Apply the smallest production-quality fix.
Rerun the same scenario through real SMS.
Repeat 3–6 until it passes.
Only then move to the next scenario.

That sequence is deliberate. Batch suites are great later, when you trust the loop; right now the goal is to perfect each conversation as a product, not to get a green CI light. A passed scenario is a certified patient experience. We freeze the transcript as a regression reference and move on.

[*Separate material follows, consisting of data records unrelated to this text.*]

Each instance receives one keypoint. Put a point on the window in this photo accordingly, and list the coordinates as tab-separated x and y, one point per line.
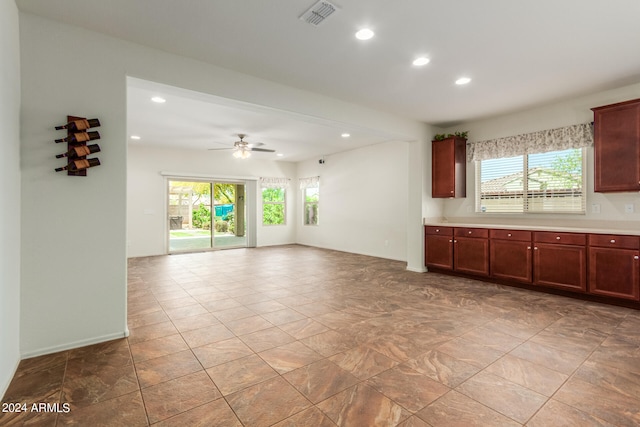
552	183
311	199
273	206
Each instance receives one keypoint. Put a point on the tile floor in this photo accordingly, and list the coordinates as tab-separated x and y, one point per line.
299	336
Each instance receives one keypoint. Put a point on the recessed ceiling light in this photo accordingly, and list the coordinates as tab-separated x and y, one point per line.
421	61
364	34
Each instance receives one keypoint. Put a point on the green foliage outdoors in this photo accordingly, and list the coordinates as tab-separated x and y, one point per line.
201	218
311	195
272	214
273	206
570	168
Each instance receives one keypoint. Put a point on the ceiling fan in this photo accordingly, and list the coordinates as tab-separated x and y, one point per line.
242	149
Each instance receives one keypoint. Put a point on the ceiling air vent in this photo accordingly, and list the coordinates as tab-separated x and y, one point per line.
318	12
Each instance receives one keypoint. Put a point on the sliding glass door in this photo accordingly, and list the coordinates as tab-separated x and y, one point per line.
229	215
206	215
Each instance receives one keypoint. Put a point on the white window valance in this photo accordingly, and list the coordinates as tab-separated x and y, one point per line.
311	182
576	136
274	182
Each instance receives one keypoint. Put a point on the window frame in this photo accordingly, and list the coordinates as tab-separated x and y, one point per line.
283	203
527	193
309	204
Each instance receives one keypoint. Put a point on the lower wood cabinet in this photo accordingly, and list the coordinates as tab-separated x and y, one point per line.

Why this changes things for clinic owners

Three concrete payoffs:

Fewer regressions in the wild. A change that improves booking flow but quietly degrades cancellations will be caught here, not by an annoyed patient.

Faster shipping when it counts. With a safety net under the AI, we can iterate weekly on prompts and tools without waiting for a manual review cycle. Smaller, more frequent improvements instead of cautious quarterly rewrites.

Trust that compounds. Every certified scenario is a permanent regression test. Every real-world incident becomes a new scenario the bot will never fail again. The bank grows; the confidence grows with it.

What’s next

The next 17 scenarios are queued. Once the demo SMS suite is fully certified, we extend to WhatsApp (same harness, different inbox) and then voice (the harder one — needs synthetic audio). A public dashboard for clinic owners to see eval pass rates per release is on the roadmap too.

If you’ve had a real conversation with Routiq that didn’t go the way you wanted — that’s exactly the kind of conversation we want to turn into a scenario. We’ll capture it, sanitise it, and use it as a permanent guard rail.